A don Tadeo no le gustan los rábanos. A un vendedor de hortalizas le amenazó con un cuchillo de matar guarros si se atrevía, aunque solo fuera una vez más, a pregonar su mercancía al pasar por su calle. Como le vio tan enrabietado, ni se le ocurrió; para que tentar la suerte, se decía con razón el pobre hombre.
A doña Eduvigis, que tiene una niña preciosa con dieciocho añitos, le causó tanto, repelús –malestar, decía ella- el semen de su marido que nunca más –a excepción del caso reseñado- volvió a conocer hombre alguno. Tampoco a mujer, que doña Eduvigis, en todas las cosas del sexo, era muy mirada.
– Y tanto, que se lo pregunten si no a su marido, que le tiene a la cuarta pregunta desde hace, más o menos, dieciocho años.
Don Canoto, aunque todo el mundo, como era de ley, por aproximación se comprende, le llame don Canuto, la fobia sobrevenida le dio por los pájaros, mayormente urracas y vencejos. De no habérselo prohibido, de forma coercitiva la Guardia Civil, se habría comprado un cañón para erradicar de este mundo a todo aquello que se le ocurriera volar.
– ¿También a los aviones?
– Yo creo que no hacia distingos, que era sobremanera bruto y apenas si distinguía lo uno de lo otro.

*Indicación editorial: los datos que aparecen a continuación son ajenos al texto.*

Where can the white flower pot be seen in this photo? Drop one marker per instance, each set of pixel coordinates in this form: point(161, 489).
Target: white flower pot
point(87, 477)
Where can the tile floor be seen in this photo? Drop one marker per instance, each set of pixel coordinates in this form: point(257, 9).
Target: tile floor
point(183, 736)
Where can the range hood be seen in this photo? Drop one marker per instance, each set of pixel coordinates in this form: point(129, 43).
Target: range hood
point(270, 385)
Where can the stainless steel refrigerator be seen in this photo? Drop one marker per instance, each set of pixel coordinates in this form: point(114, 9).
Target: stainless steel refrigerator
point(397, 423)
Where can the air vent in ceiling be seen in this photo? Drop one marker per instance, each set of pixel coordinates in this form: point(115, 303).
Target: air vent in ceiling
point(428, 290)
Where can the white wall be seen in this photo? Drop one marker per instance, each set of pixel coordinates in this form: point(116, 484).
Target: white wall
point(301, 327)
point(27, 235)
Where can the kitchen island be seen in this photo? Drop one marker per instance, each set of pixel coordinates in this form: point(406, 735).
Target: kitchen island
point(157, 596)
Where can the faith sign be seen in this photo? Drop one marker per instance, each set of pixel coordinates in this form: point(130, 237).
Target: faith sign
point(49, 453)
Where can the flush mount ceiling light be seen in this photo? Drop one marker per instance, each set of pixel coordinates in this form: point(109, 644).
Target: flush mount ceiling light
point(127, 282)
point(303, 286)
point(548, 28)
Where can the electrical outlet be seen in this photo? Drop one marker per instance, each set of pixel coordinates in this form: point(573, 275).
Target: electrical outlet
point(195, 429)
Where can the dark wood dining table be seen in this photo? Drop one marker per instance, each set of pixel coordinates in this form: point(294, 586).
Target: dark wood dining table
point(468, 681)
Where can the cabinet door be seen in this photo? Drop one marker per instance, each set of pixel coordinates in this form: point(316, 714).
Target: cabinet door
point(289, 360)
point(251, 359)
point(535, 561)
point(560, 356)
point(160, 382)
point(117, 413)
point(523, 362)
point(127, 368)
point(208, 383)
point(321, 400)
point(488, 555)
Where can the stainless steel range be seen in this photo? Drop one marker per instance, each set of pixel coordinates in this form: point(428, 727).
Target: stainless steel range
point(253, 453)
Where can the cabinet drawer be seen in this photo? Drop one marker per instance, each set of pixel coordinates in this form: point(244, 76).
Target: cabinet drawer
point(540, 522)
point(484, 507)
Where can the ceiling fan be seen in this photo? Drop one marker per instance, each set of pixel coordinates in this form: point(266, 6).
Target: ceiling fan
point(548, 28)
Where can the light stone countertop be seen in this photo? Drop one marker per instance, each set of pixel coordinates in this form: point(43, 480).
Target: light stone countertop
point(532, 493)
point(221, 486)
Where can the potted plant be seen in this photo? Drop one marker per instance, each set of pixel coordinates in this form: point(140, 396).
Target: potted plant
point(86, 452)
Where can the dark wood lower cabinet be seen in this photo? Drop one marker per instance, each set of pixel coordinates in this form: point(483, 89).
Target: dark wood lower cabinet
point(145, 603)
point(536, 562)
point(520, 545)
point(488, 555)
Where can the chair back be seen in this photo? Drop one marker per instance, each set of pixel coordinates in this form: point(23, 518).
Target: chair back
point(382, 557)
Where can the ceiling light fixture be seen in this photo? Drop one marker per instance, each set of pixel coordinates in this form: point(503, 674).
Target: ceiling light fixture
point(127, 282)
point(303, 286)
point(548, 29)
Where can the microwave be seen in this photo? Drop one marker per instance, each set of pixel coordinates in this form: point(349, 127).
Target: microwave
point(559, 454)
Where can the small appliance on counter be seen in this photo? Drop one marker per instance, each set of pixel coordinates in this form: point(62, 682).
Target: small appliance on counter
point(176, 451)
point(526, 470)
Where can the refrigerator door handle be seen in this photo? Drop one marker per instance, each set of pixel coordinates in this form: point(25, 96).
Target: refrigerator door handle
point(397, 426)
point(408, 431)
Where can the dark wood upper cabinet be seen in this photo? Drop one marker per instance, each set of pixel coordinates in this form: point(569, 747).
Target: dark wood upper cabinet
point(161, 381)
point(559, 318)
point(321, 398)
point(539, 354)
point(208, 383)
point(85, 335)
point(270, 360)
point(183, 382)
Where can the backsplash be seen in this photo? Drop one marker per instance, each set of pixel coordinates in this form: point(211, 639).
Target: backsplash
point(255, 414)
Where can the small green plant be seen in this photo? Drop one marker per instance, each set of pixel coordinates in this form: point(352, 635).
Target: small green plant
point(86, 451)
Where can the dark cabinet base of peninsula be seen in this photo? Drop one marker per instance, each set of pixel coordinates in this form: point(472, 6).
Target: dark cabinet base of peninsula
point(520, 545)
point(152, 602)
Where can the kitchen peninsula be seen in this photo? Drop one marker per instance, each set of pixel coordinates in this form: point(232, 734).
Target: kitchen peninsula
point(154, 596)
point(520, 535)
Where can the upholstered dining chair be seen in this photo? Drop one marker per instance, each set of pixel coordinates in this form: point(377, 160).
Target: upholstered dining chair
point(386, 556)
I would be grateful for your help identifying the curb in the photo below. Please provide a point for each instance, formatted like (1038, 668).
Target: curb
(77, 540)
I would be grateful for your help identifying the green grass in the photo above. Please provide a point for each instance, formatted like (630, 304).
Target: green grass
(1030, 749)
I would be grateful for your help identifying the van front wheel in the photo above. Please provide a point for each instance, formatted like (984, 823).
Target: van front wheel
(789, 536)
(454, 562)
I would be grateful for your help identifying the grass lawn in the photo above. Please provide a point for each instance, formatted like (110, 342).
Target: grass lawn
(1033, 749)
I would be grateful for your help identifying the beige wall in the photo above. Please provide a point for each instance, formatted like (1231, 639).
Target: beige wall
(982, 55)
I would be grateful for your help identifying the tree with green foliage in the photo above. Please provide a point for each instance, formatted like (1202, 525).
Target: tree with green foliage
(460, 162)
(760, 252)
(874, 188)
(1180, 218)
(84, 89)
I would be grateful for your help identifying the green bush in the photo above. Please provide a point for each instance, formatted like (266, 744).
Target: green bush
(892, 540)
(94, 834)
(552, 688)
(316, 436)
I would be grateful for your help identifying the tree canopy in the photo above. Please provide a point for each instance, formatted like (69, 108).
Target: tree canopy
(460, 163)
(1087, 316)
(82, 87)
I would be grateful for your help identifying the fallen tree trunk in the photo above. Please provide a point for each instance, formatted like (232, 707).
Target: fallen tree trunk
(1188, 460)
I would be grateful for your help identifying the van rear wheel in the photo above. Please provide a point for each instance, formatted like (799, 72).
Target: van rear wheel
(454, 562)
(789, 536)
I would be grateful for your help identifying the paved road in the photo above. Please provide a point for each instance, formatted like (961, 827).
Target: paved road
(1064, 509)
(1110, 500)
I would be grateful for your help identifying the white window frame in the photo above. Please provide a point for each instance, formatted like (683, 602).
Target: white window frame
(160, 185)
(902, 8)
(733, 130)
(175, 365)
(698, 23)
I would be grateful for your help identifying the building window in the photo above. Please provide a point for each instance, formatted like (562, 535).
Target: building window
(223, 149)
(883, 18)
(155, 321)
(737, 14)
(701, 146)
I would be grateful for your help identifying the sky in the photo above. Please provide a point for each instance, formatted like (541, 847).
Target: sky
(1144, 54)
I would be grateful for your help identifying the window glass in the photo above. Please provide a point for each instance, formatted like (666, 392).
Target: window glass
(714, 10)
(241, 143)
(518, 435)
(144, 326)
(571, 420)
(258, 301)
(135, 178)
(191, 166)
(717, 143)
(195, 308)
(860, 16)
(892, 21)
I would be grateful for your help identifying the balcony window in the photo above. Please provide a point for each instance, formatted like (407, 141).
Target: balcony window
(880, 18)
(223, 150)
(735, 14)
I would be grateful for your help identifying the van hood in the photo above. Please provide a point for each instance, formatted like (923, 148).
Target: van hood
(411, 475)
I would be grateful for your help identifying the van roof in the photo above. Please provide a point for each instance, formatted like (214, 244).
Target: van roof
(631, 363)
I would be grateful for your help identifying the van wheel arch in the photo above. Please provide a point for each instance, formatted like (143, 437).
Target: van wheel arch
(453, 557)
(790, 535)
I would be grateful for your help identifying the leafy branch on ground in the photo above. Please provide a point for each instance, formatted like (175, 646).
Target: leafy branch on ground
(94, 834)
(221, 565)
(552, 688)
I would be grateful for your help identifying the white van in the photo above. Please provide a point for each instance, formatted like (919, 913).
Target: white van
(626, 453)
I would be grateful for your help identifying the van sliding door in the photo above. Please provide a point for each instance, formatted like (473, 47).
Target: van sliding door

– La fobia, por si lo quiere saber, a don Canuto –permítaseme la licencia- le vino como consecuencia de una cagada de un cigoñino. La pobre ave en ciernes sacó el culo de las taramas del nido, tal como la había enseñado a hacer su progenitora e hizo el aguatocho. Y claro, ¡zas!, dejo tuerto y lleno de excrementos al bueno del tío Canuto. Aunque parezca mentira, la casualidad es tan cierta como el sol que brilla en lo alto del cielo. Lo que no tuvo don Canuto fue la suerte de Tobías, que al cabo, este recuperó la vista sin coste aparente alguno. A este otro hombre le costó, entre visitas a la capital y a la consulta de varios oculistas, que no daban con el remedio ideal, la juerga un riñón.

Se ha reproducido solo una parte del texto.